Der Newsletter „Public Notice“ bietet eine beißende Abrechnung mit der Verteidigungspolitik der Trump-Administration. Der Autor Noah Berlatsky nimmt einen Bericht der „Washington Post“ zum Ausgangspunkt, wonach Präsident Trump intern wütend auf Verteidigungsminister Pete Hegseth gewesen sein soll, weil dieser ihn nicht über eine dramatische Munitionsknappheit informiert habe. Öffentlich hingegen lobte Trump Hegseths Arbeit als „außergewöhnlich“ und griff den „Washington Post“-Bericht als Falschmeldung an, während er gleichzeitig nach der strafrechtlichen Verfolgung der „Verräter“ rief, die die Informationen durchsickern ließen.
Der Kern des Textes ist die Analyse dieser Munitionskrise. Berlatsky argumentiert, dass der von Trump begonnene Krieg gegen den Iran die ohnehin angespannten US-Waffenbestände dramatisch leergefegt hat. Er zitiert einen Bericht des Center for Strategic and International Studies (CSIS), wonach die USA mehr als die Hälfte ihrer Vorkriegsbestände an bestimmten Langstrecken- und Luftabwehrraketen verbraucht haben. Reuters berichte sogar, die USA hätten „praktisch alle“ präzisionsgelenkten Langstreckenraketen eingesetzt. Da die Produktion dieser komplexen Waffen Jahre dauert und ein Rekord-Budgetantrag des Pentagons über eine Billion Dollar politisch blockiert sein könnte, sei die Krise nicht kurzfristig lösbar.
Diese Entwicklung habe verheerende strategische Konsequenzen. Die Fähigkeit der USA, iranische Angriffe auf Schiffe oder Israel abzuwehren, sei massiv eingeschränkt worden, was Trumps Eskalationsspielräume einschnüre. Besonders drastisch sei der Effekt für die Ukraine: Weil US-Patriot-Raketen im Iran verschossen würden, fehlten sie nun in der Ukraine, was direkt zu einer sinkenden Abfangquote gegen russische Raketen und steigenden zivilen Opfern führe. Berlatsky zitiert den ukrainischen Präsidenten Selenskyj sowie die Sicherheitsexpertin Elizabeth Saunders mit den Worten, man könne die „Unwirklichkeit dieser Situation nicht überbewerten“.

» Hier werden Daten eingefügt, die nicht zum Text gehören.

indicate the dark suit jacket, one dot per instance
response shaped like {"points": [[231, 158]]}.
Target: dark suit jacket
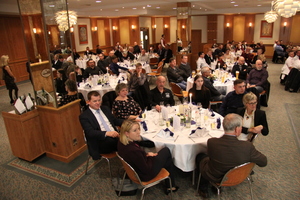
{"points": [[94, 135], [225, 153], [259, 119]]}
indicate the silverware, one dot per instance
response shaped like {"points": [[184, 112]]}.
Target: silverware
{"points": [[176, 138], [192, 139]]}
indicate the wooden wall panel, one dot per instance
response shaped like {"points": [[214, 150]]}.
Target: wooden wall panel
{"points": [[212, 28], [166, 20], [124, 31], [13, 45], [134, 33], [249, 31], [295, 30]]}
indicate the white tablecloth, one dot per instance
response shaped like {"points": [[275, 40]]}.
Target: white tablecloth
{"points": [[226, 86], [183, 149], [113, 81], [131, 66]]}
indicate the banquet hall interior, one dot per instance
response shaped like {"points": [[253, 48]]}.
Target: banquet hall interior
{"points": [[33, 34]]}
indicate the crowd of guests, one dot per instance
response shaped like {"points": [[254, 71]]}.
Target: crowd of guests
{"points": [[240, 108]]}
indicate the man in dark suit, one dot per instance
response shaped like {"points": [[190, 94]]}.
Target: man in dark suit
{"points": [[185, 67], [99, 127], [208, 82], [225, 153], [242, 68]]}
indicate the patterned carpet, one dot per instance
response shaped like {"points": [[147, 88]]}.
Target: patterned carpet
{"points": [[59, 174]]}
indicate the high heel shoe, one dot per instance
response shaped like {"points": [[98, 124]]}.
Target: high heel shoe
{"points": [[174, 189]]}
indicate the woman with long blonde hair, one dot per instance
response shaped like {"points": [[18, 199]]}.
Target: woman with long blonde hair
{"points": [[9, 78]]}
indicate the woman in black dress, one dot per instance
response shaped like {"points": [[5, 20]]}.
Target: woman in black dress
{"points": [[124, 107], [200, 94], [72, 94], [9, 78]]}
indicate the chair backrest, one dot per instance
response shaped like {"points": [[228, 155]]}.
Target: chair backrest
{"points": [[237, 175], [130, 171], [177, 91]]}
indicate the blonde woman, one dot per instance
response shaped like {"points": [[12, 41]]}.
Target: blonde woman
{"points": [[147, 165], [9, 78], [254, 121]]}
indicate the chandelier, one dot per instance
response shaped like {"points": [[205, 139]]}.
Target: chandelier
{"points": [[61, 18], [271, 16], [286, 8]]}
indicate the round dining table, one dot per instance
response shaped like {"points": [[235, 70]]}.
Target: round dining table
{"points": [[183, 146]]}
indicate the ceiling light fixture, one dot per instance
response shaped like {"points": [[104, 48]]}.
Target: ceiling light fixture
{"points": [[62, 17]]}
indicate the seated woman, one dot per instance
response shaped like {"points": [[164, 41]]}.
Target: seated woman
{"points": [[60, 82], [124, 107], [254, 121], [72, 94], [136, 79], [200, 94], [146, 165]]}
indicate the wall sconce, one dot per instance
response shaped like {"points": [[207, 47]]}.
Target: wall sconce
{"points": [[284, 24]]}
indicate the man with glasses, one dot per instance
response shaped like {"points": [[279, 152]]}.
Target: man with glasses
{"points": [[91, 69], [233, 99]]}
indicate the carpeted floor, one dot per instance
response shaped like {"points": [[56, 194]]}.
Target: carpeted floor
{"points": [[280, 179]]}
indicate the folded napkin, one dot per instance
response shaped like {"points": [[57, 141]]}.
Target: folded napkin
{"points": [[166, 134], [199, 132], [144, 125], [218, 123], [212, 113]]}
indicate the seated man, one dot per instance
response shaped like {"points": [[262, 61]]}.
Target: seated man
{"points": [[258, 77], [175, 75], [143, 57], [233, 99], [226, 153], [161, 94], [185, 67], [208, 82], [99, 127], [241, 68], [114, 67], [91, 69], [201, 62]]}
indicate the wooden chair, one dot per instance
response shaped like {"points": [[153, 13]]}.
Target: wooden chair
{"points": [[177, 91], [153, 61], [156, 72], [162, 175], [234, 177], [103, 156]]}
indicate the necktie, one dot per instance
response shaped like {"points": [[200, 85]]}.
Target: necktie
{"points": [[103, 121]]}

Für Berlatsky ist dies eine logische Folge von Trumps Regierungsstil: Kein Interesse an Problemlösung, sondern einzig an Imagepflege und der Unterdrückung von Kritik. Hegseth halte sich nur im Amt, weil er ein loyaler Schmeichler sei, der Trump nach dem Mund rede – ungeachtet einer Reihe von Skandalen, die von Geheimnisverrat über Sexismus bis hin zur Vernachlässigung von Soldaten reichten. Die eigentliche Zielscheibe des Newsletters ist Trumps Narzissmus, der, so das Fazit, die nationale Sicherheit zerstört und die USA in eine strategische Sackgasse manövriert habe.
Einordnung
Die Analyse ist eine starke, gut belegte polemische Streitschrift aus einem linksliberalen bis interventionistischen Blickwinkel. Ihre Stärke liegt in der Zusammenführung verschiedener glaubwürdiger Medienberichte zu einem schlüssigen, strategischen Lagebild, das die globalen Folgekosten des Iran-Kriegs scharf herausarbeitet. Die wiederholte Charakterisierung Trumps und Hegseths als eitle, unfähige Narzissten ist dabei bewusst überspitztes, meinungsstarkes Framing.
Ausgeblendet werden jedoch alternative Lesarten: So wird die Verantwortung der Biden-Administration für den Ausgangszustand der Arsenale nur kurz erwähnt. Ebenso bleibt die geopolitische Notwendigkeit des Iran-Kriegs aus der Perspektive seiner Befürworter völlig unberücksichtigt. Die Argumentation setzt unausgesprochen voraus, dass der Krieg von Anfang an unnötig und sinnlos war, und stilisiert die Munitionskrise zur zwangsläufigen Folge dieser Entscheidung. Die Agenda ist eindeutig: die Delegitimierung Trumps und Hegseths. Für Leser:innen, die eine faktenbasierte, investigative und zugleich erbarmungslos zugespitzte Abrechnung mit Trumps Außenpolitik suchen, ist diese Ausgabe hochgradig lesenswert. Wer eine ausgewogene Darstellung erwartet, wird sie nicht finden.